Friday 23 October 2015

The Road Gets Steeper: On the Alleged Unfairness of Progressive Income Tax

     I've been having a lengthy and frustrating argument with a friend who seems to hold the position that progressive income tax is unfair. He seems to think it is punitive to impose a higher tax rate on someone just because they happen to earn more than someone else. And he's not alone in using words like "punitive"; lots of people are wrong along with him.
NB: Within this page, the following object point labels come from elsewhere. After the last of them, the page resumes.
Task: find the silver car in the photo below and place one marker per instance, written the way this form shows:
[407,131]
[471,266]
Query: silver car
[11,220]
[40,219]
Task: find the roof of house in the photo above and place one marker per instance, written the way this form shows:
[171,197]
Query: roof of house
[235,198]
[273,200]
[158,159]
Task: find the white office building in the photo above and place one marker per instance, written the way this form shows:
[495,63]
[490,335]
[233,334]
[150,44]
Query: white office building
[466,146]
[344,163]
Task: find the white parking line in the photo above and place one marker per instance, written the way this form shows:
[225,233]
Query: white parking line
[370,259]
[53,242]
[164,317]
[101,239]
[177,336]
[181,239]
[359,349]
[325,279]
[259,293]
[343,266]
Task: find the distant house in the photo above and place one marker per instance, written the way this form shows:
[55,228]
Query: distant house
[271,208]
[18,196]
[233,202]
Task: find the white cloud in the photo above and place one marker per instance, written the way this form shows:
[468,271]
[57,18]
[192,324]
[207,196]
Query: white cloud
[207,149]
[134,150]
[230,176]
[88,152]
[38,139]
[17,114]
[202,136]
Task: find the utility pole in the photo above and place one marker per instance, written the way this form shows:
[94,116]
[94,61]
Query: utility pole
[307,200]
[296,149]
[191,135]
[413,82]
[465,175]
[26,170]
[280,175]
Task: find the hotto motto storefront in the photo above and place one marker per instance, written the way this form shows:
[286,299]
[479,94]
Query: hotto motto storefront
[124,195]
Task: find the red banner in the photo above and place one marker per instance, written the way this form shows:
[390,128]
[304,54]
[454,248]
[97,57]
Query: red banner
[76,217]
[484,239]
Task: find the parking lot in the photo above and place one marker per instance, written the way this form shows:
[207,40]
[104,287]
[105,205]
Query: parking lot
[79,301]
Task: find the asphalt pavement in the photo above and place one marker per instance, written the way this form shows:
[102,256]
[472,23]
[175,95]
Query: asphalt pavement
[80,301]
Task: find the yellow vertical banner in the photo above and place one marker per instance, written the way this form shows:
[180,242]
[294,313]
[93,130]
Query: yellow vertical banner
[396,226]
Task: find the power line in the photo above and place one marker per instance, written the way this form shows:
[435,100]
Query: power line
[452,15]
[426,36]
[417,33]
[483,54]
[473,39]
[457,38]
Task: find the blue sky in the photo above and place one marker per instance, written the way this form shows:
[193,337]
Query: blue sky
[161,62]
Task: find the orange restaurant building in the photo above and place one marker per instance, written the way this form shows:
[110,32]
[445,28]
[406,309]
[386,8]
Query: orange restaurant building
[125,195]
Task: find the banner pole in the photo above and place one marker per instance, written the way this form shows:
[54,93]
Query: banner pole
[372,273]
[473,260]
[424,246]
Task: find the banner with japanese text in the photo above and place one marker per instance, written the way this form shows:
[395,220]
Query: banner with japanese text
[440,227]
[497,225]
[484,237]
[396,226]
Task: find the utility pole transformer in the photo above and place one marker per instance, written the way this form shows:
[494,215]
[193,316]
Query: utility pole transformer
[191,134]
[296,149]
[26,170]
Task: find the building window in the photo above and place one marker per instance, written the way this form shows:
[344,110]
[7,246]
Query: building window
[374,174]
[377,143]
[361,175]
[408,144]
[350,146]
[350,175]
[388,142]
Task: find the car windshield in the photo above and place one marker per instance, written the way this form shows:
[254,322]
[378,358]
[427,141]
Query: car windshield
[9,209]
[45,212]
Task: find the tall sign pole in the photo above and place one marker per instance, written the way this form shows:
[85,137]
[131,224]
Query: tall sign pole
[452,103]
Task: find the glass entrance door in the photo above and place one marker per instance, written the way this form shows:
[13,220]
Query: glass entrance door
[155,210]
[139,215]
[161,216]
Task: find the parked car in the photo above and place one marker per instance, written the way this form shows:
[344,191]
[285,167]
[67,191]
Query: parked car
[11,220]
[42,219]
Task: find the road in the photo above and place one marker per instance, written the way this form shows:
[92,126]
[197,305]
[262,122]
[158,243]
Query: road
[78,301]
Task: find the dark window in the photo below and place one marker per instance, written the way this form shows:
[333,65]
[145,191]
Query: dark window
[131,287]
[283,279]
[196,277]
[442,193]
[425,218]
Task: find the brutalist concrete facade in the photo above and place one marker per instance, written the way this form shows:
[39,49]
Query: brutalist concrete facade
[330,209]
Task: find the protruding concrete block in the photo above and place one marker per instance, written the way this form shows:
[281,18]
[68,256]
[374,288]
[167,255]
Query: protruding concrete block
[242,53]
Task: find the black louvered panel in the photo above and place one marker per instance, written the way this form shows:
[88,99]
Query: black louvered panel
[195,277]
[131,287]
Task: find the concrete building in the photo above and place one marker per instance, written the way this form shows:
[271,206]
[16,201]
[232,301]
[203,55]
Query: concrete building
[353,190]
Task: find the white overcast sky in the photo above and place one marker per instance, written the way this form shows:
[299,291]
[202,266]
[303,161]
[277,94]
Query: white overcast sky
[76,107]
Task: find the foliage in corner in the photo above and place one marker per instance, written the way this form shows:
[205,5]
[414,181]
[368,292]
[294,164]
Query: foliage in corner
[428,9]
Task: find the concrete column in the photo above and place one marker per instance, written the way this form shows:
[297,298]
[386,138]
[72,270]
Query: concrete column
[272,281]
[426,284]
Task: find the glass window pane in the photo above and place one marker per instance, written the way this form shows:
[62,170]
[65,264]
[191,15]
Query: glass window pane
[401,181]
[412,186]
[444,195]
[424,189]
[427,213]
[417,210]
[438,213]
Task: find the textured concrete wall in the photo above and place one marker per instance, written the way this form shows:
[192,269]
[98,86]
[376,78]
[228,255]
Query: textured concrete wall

     Simply put, progressive income tax is where the marginal tax rate rises as income rises; as your income rises, you are taxed a progressively higher percentage. Simple enough, and simpler still if you just ignore the word "marginal", which is a common mistake, but turns an otherwise sensible policy into a horrifying injustice.
     Consider: You earn 10,000 quatloos, and are in the 10% tax bracket, so you pay 1000 quatloos in tax. But next year, you earn 10,100 quatloos, and that puts you into the 15% bracket, so perversely you end up paying 1515 quatloos, effectively losing money by earning more. That definitely would be punitive, because there's an actual disincentive to earn the extra quatloo.
     That's how many people think progressive income tax works, so they naturally find it objectionable. But that's what you get for ignoring the word "marginal". The way progressive taxation really works is that you only pay the higher rate on the income above what you earned in the lower bracket. So you pay 10% on the first 10,000 quatloos, and then when you earn an additional ("marginal", for the margin or gap between what you earned and the previous bracket) 100 quatloos, you pay 15% on the additional income, or 15 quatloos. So your total tax bill is now 1015 quatloos, not 1515. There is no point at which earning an extra quatloo costs you more than one quatloo in taxes; earning an extra quatloo always means taking home more money. Hence, it's not actually punitive; you're never actually worse off for having earned more, at least so far as taxes are concerned.
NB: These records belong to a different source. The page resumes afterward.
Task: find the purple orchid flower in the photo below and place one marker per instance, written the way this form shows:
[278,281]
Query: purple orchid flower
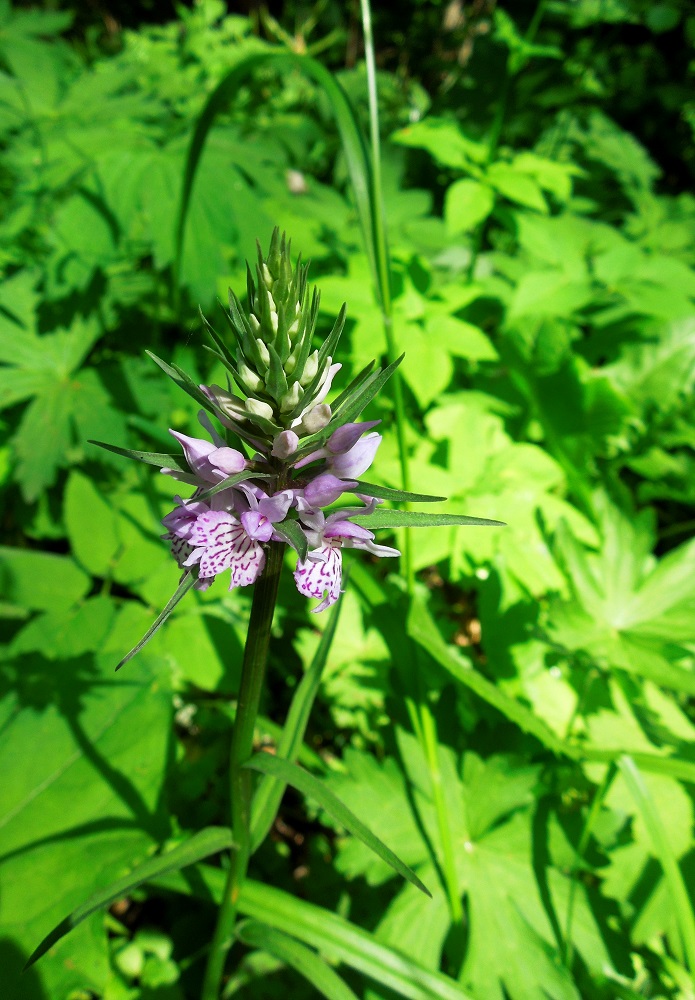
[347,457]
[321,574]
[211,462]
[216,540]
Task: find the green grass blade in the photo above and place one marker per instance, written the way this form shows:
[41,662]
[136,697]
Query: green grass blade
[422,629]
[201,845]
[350,134]
[156,458]
[268,796]
[663,852]
[300,958]
[386,493]
[308,785]
[420,519]
[332,935]
[187,582]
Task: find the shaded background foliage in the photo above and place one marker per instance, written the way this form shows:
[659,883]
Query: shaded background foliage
[538,164]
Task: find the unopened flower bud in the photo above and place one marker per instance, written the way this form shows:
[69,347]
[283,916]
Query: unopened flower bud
[316,419]
[291,398]
[284,444]
[259,408]
[250,378]
[263,351]
[310,369]
[291,363]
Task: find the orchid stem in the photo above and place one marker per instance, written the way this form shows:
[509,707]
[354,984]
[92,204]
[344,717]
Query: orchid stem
[252,674]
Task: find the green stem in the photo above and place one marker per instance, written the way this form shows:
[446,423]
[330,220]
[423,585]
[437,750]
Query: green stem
[252,673]
[383,276]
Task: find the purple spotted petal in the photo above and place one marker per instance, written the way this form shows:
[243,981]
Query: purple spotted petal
[257,526]
[321,575]
[346,529]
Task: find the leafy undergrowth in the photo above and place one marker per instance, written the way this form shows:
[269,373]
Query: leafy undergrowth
[544,283]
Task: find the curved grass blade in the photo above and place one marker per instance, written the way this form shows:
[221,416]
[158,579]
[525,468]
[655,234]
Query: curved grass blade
[334,936]
[156,458]
[420,519]
[386,493]
[350,134]
[307,784]
[663,852]
[187,582]
[201,845]
[302,959]
[268,795]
     I think my friend understands this much, but he still insists that it's unfair to make the rich pay a higher percentage of their income in taxes. I must confess I've really been having a hard time understanding this reasoning. It might come from an inappropriate emphasis on the word "equal", which doesn't necessarily mean "fair". After all, a straight head tax of $1000 per person per year would be equal in dollar terms, but impossibly burdensome on the poorest, and imperceptibly so on the richest. Obviously fairness does not demand arithmetic equality; why should we assume it would require equal percentage rates?
     But that seems to be the core of the objection: progressive income tax treats the rich and the poor differently. And I want to argue that it doesn't, at least, not in a discriminatory way.
     Think of it this way. You are moving along a road. Every meter you travel horizontally is a dollar in your pocket. Every vertical meter you ascend is a dollar in taxes. At first, the road is level, or even slopes gently downward (if you're receiving social assistance from the government, perhaps). But as you move farther along, it gradually begins to slope upward. After a hundred kilometers or so, you're heading up quite a noticeable grade, and in another thousand kilometres, it gets steeper yet. But it never becomes quite vertical; it's always possible to travel another meter horizontally, although you may need to climb more than a meter vertically to do so.
     Now, as you strain your way up the steepest part of the slope, you may cast a longing glance backwards at those lucky people ambling easily along the gentler rise behind you, and lament how unfair it is that they have an easier time than you. But is in unfair? Are those people enjoying some benefit or advantage that is denied to you?
     Of course not. You've already travelled that stretch of road. You just travelled it much faster. Perhaps you had a bicycle, or a car, that let you cover those kilometers so quickly, while they're jogging, walking, or even crawling. There is no advantage they have over you that you haven't already enjoyed. You might legitimately complain that the road is too steep for you here, and you might even decide to emigrate to a different country where the roads are flatter, but you are in absolutely no position to complain about unfairness.

     And so, likewise, with progressive income tax. The very rich are not being penalized by higher taxes any more than you, having already travelled the gentle slopes, are being penalized by a steeper hill. They have already earned and used up their Basic Personal Exemption, and paid the same low tax rate as everybody else on the first few tens of thousands they earned this year. It's just that the tax rate, like the road, gets steeper the farther you travel along the income axis.

     It's important to emphasize that in this argument, I'm not claiming that we should implement progressive (or more steeply progressive) taxes because it would be fair to do so. Rather, I am here attempting to refute the specific objection that progressive taxes are unfair, which once you understand the math, is not just wrong but almost incomprehensibly wrong.